Hamlington and colleagues first reported signs of the speedup in 2018 in the Proceedings of the National Academy of Sciences. Since then, they and others have become more confident about the trends. In a 2019 study in Nature Climate Change, a group led by Sönke Dangendorf, a physical oceanographer at Old Dominion University, used tide gauge readings that predate satellite records to show seas have risen 20 centimeters since 1900. The team's data show that, after a period of global dam building in the 1950s that held back surface water and slowed sea level rise, it began to accelerate in the late 1960s—not the late 1980s, as many climate scientists assumed, Dangendorf says. “That was surprising,” because the main drivers of sea level rise—the thermal expansion of ocean water from global warming, together with melting glaciers and ice sheets—were thought to have kicked in later.

 

 

Read more:


Seas are rising faster than ever

Paul Voosen

Science  20 Nov 2020:

Vol. 370, Issue 6519, pp. 901

 

 

We need to drive solar powered cars. Read from top.

still on track to kill the comfort settings of this planet...

 

Carbon dioxide levels in the atmosphere hit a new record in 2019 and have continued climbing this year, despite lockdowns and other measures to curb the pandemic, the World Meteorological Organization (WMO) said on Monday, citing preliminary data.

Levels of carbon dioxide, a product of burning fossil fuels that contribute to global warming, peaked at 410.5 parts per million in 2019, according to the WMO. The annual increase is larger than the previous year and surpasses the average over the last decade.

"Such a rate of increase has never been seen in the history of our records," WMO Secretary-General Professor Petteri Taalas said, referring to increases since 2015 and urging for a "sustained flattening of the (emissions) curve."

Lockdown drops just a 'blip'

The Geneva-based UN agency noted that shutdowns, border closures, flight groundings and other restrictions had cut emissions of many pollutants and greenhouse gases like carbon dioxide.

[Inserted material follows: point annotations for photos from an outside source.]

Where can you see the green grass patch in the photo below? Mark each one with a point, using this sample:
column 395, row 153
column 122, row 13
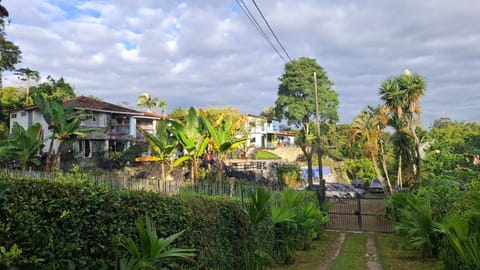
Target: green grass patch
column 352, row 254
column 312, row 259
column 392, row 256
column 262, row 154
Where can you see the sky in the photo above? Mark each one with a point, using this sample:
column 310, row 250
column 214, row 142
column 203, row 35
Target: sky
column 208, row 54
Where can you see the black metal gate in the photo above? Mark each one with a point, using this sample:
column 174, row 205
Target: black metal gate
column 362, row 214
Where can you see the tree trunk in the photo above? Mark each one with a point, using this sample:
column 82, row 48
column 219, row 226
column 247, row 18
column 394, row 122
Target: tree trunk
column 399, row 174
column 385, row 168
column 219, row 169
column 417, row 151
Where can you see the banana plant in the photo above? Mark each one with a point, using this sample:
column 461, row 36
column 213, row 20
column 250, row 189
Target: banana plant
column 223, row 137
column 161, row 144
column 63, row 122
column 193, row 139
column 24, row 144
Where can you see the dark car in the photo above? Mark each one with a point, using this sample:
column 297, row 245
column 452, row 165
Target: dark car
column 358, row 183
column 376, row 186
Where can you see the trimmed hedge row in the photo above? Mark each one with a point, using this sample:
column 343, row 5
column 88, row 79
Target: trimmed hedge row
column 76, row 226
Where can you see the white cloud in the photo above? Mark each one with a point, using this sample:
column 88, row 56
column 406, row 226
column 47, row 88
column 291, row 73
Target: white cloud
column 205, row 53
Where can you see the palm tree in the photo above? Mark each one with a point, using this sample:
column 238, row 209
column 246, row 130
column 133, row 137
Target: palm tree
column 25, row 74
column 402, row 96
column 146, row 101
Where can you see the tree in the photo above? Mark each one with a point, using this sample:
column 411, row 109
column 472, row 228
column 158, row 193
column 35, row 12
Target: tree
column 402, row 95
column 193, row 139
column 9, row 52
column 10, row 98
column 24, row 144
column 296, row 96
column 54, row 89
column 223, row 137
column 25, row 74
column 63, row 122
column 146, row 101
column 161, row 144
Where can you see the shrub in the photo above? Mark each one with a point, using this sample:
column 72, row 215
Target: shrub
column 76, row 226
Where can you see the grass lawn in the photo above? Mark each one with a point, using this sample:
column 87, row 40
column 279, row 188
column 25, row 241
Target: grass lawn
column 393, row 257
column 352, row 254
column 311, row 259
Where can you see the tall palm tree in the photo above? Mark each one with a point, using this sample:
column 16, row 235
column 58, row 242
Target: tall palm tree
column 145, row 100
column 402, row 141
column 26, row 74
column 402, row 95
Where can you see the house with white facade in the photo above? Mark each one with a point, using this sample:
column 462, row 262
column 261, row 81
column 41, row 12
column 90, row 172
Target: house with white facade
column 264, row 132
column 114, row 128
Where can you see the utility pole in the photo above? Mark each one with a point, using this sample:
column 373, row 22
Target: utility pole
column 321, row 189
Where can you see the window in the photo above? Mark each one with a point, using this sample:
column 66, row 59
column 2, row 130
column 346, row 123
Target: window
column 85, row 148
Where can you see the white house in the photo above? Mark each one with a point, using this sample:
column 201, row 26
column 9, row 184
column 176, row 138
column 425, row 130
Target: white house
column 114, row 128
column 264, row 132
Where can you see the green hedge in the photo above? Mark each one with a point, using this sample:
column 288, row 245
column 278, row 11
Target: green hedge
column 75, row 226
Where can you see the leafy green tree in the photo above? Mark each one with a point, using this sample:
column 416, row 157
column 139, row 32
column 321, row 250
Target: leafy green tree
column 24, row 144
column 223, row 137
column 161, row 144
column 63, row 122
column 10, row 53
column 402, row 95
column 193, row 139
column 145, row 100
column 10, row 98
column 296, row 96
column 26, row 74
column 54, row 89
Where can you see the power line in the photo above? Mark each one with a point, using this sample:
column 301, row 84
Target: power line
column 271, row 30
column 252, row 19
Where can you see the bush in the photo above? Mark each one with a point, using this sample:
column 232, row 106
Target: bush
column 76, row 226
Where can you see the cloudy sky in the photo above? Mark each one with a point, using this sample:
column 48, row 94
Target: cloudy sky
column 207, row 53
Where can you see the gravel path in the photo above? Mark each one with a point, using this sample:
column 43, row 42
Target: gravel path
column 372, row 256
column 334, row 251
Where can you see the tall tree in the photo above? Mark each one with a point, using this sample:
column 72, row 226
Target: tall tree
column 402, row 95
column 54, row 89
column 145, row 100
column 9, row 52
column 296, row 96
column 26, row 74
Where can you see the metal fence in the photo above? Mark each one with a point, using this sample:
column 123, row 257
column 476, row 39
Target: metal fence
column 359, row 214
column 120, row 181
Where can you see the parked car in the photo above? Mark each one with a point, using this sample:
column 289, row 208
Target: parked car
column 376, row 186
column 358, row 183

As pandemic measures peaked earlier this year, daily CO2 output dropped 17% below last year's mean level, preliminary results of the WMO's main annual Greenhouse Gas Bulletin found.

But the WMO warned against complacency and said the global plunge in industrial activities due to the pandemic had not restricted record concentrations of the greenhouse gases that are trapping heat in the atmosphere, increasing temperatures, triggering sea levels to rise and prompting extreme weather.

"The lockdown-related fall in emissions is just a tiny blip on the long-term graph," WMO chief Petteri Taalas said.

The annual impact was expected to be a drop of between 4.2% and 7.5%. But according to the WMO, this will not cause concentrations of CO2 in the atmosphere to decrease and warned the impact on concentrations was "no bigger than the normal year to year fluctuations."

Worldwide data is not yet available for 2020 but the trend of surging concentrations appears to be intact, the group said, citing initial readings from its Tasmania and Hawaii stations.